"Bug in Feature Generation: side effects"

steffensteffen Member Posts: 347 Maven
edited May 2019 in Help
Hello RapidMiner Team

I am using the latest cvs-version and tried to implement the ZTransformation. That means, calculating mean and std from input ExampleSet and then apply a series of RM-Operators, calling them within my code. Trying some preprocessing steps before my operator, I stepped over the strange behaviour of the FeatureGenerationOperator, which I also use. Then I simulated the Code in a process, using only RM-builtin-Operator. The strange things happened again. Two notes regarding the following setups:
  • The "useless" re-naming I got to perform because (originally) I wanted to use an attributenname containing a "(" within FeatureGeneration (confidence...)
  • In the following setups I used the dataset described by golf.aml delivered with the RM-distribution.
1. Here is my basic setup...which works!

<operator name="Root" class="Process" expanded="yes">
    <operator name="ExampleSource" class="ExampleSource">
        <parameter key="attributes" value="golf.aml"/>
    </operator>
    <operator name="Temperature->ijon" class="ChangeAttributeName">
        <parameter key="new_name" value="ijon"/>
        <parameter key="old_name" value="Temperature"/>
    </operator>
    <operator name="apply_ztrans" class="FeatureGeneration">
        <list key="functions">
          <parameter key="tichy" value="/(-(ijon,const[73.571]()),const[6.3326]())"/>
        </list>
        <parameter key="keep_all" value="true"/>
    </operator>
    <operator name="skip_ijon" class="FeatureNameFilter">
        <parameter key="filter_special_features" value="true"/>
        <parameter key="skip_features_with_name" value="ijon"/>
    </operator>
    <operator name="tichy->Temperature" class="ChangeAttributeName">
        <parameter key="new_name" value="Temperature"/>
        <parameter key="old_name" value="tichy"/>
    </operator>
</operator>

2. But accidently using the wrong attributename within FeatureGeneration, no error message appeared, but this wrong result.

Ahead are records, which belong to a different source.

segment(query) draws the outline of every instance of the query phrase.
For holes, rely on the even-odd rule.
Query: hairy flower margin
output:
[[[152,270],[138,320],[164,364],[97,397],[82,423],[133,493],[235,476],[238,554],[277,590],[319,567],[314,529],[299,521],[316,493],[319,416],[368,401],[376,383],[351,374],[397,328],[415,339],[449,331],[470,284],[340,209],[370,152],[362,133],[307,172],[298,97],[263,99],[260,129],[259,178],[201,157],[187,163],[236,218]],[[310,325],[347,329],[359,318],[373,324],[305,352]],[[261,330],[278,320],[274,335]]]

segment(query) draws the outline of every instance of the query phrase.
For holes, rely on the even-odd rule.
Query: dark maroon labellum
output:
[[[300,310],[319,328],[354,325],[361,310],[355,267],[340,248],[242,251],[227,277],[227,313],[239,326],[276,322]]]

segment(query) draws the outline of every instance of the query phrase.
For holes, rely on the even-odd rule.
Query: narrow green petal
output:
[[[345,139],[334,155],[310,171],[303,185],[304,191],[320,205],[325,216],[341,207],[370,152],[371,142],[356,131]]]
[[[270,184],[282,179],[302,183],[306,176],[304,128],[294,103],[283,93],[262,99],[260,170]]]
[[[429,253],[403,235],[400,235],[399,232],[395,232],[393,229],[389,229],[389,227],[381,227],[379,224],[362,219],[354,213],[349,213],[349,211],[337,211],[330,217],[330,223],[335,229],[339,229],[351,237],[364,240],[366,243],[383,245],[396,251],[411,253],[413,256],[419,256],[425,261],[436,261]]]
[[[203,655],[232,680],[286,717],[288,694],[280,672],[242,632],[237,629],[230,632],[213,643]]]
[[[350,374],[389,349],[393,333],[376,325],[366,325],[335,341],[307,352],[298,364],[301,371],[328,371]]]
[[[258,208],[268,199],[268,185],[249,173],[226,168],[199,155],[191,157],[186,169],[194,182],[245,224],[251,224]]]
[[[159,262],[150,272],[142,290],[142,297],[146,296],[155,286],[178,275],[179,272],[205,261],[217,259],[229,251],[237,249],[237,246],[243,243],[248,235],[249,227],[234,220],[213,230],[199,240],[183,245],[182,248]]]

<operator name="Root" class="Process" expanded="yes">
    <operator name="ExampleSource" class="ExampleSource">
        <parameter key="attributes" value="golf.aml"/>
    </operator>
    <operator name="Temperature->ijon" class="ChangeAttributeName">
        <parameter key="new_name" value="ijon"/>
        <parameter key="old_name" value="Temperature"/>
    </operator>
    <operator name="apply_ztrans" class="FeatureGeneration">
        <list key="functions">
          <parameter key="tichy" value="/(-(Temperature,const[73.571]()),const[6.3326]())"/>
        </list>
        <parameter key="keep_all" value="true"/>
    </operator>
    <operator name="skip_ijon" class="FeatureNameFilter">
        <parameter key="filter_special_features" value="true"/>
        <parameter key="skip_features_with_name" value="ijon"/>
    </operator>
    <operator name="tichy->Temperature" class="ChangeAttributeName">
        <parameter key="new_name" value="Temperature"/>
        <parameter key="old_name" value="tichy"/>
    </operator>
</operator>

3. Setting the correct names, but applying  the Sorting-Operator before causes the same results as in step 2.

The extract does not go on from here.